The Agriculture Department, which had 1,427 employees at its National Finance Center in New Orleans, also has not heard from all staffers, said Ed Loyd , the department's press secretary. "We are anxious to know they are safe," he said.

The National Finance Center handles a large part of the federal payroll, sending out checks and making electronic bank deposits for about 500,000 government employees. The center, aware that Katrina could swamp New Orleans, worked through a weekend to get checks out to employees before the hurricane hit Aug. 29.

Between 400 and 500 employees have gone to business recovery sites in Philadelphia and near Dallas to get computer systems running before the next major payroll deadline, Sept. 12.

"We have some folks who have a suitcase with them, and they have lost their homes, and they are still working," Loyd said. The department has provided them with debit cards, worth their net pay, so they can have some money even though their banks have ceased operations in New Orleans because of flooding.

Mark Hinkle , deputy press officer at the Social Security Administration, said Katrina had damaged eight field offices in Louisiana and three in Mississippi where citizens walk in to apply for Social Security cards, benefits and other assistance. Five other telecenters and appeals offices were also shut down.

About 500 Social Security employees work in the hurricane zone, and, Hinkle said, "many are still displaced, lost their homes and are affected by the hurricane like others." Where personal circumstances allow, employees are reporting to work in Social Security offices north of the damage zone, he said.

An array of federal installations were damaged by Katrina, including Navy bases in Pascagoula, Gulfport and New Orleans and NASA's Stennis Space Center in Bay St. Louis, Miss. About 12,360 Navy military and civilian personnel worked at bases hit by the hurricane, a Navy spokesman estimated.

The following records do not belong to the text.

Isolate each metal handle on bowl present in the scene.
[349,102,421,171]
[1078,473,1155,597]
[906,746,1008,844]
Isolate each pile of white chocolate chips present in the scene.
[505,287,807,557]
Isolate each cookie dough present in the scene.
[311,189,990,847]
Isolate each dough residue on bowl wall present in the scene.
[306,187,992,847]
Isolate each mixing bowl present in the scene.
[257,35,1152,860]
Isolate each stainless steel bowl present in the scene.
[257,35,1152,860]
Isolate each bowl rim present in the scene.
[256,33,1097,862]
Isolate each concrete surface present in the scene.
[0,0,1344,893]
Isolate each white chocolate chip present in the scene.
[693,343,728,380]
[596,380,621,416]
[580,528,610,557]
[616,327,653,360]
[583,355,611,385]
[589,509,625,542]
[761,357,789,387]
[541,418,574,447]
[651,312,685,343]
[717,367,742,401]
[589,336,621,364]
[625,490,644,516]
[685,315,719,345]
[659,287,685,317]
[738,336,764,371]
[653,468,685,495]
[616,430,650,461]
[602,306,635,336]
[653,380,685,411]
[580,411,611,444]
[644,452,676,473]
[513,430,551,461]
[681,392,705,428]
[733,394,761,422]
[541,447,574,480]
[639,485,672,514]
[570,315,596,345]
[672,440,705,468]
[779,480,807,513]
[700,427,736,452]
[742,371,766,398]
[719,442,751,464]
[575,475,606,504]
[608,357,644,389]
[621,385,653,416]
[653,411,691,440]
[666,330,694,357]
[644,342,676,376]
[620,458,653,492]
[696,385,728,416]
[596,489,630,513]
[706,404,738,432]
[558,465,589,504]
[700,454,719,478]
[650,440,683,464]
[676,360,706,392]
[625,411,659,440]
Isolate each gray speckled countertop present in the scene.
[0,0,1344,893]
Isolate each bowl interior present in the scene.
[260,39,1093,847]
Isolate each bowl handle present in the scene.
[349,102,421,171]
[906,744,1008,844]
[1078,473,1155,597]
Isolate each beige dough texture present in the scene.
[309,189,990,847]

Benowitz said the government has about 6,000 retirees on the Gulf Coast who get paper retirement checks and may find their delivery delayed because of post offices shut down by the hurricane. He said retirees can call OPM to redirect paper checks or to convert pension payments to electronic bank deposits.

The Thrift Savings Plan urged employees to use the TSP Web site to conduct transactions, but spokesman Tom Trabucco said some employees seeking loans or withdrawals that require spousal signatures might face a few days delay as the post office redirects mail from TSP offices at the National Finance Center in New Orleans, which was closed because of the hurricane.